So it’s Friday, and I have nothing much better to do with my time, so I’m reading movie reviews. Hey, you amuse yourself your way and I’ll amuse myself mine.
“If you could put the essence of 3 a.m. in a perfume bottle,” writes Stephanie Zacharek, of Salon, “it would smell like ‘Mulholland Drive’ looks.” And, of course, it’s not playing in State College, PA.
“You never know what’s real and what they’re making up in the movies;” writes Roger Ebert in his review of the new film Bandits. “[Billy Bob] Thornton has a real-life phobia about antique furniture, in fact, and almost had a meltdown once during a visit to Johnny Cash’s antiques-filled home.”
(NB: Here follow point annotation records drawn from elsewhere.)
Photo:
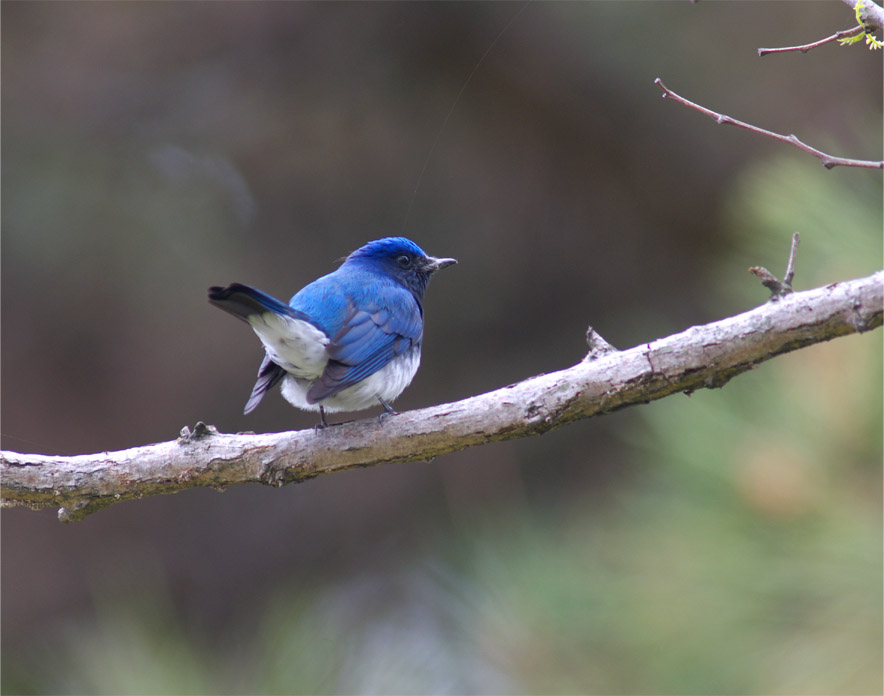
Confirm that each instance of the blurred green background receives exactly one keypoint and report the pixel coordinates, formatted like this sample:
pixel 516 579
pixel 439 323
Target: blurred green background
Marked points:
pixel 726 543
This sounded a little too farfetched, but I looked it up online and apparently it’s true. “Anything before 1950 or so,” Thornton told Oprah Winfrey, “I’m not big on…some people say maybe it’s a past life thing and I got beat to death with some old chair. I can’t eat around antiques…like old velvety curtains, anything carved. Like stuff in a castle. Big carved chairs. Those old ornate deals. Can’t do it. Couldn’t do it at all. Couldn’t spend ten minutes there. I get hives, can’t breathe.” This, of course, from the man who also says he is the reincarnation of Benjamin Franklin.
I need to stop reading movie reviews. I need to go to lunch, read my book, work on the crossword puzzle, maybe take some photographs, and stop wondering which celebrities are or are not afraid of antiques.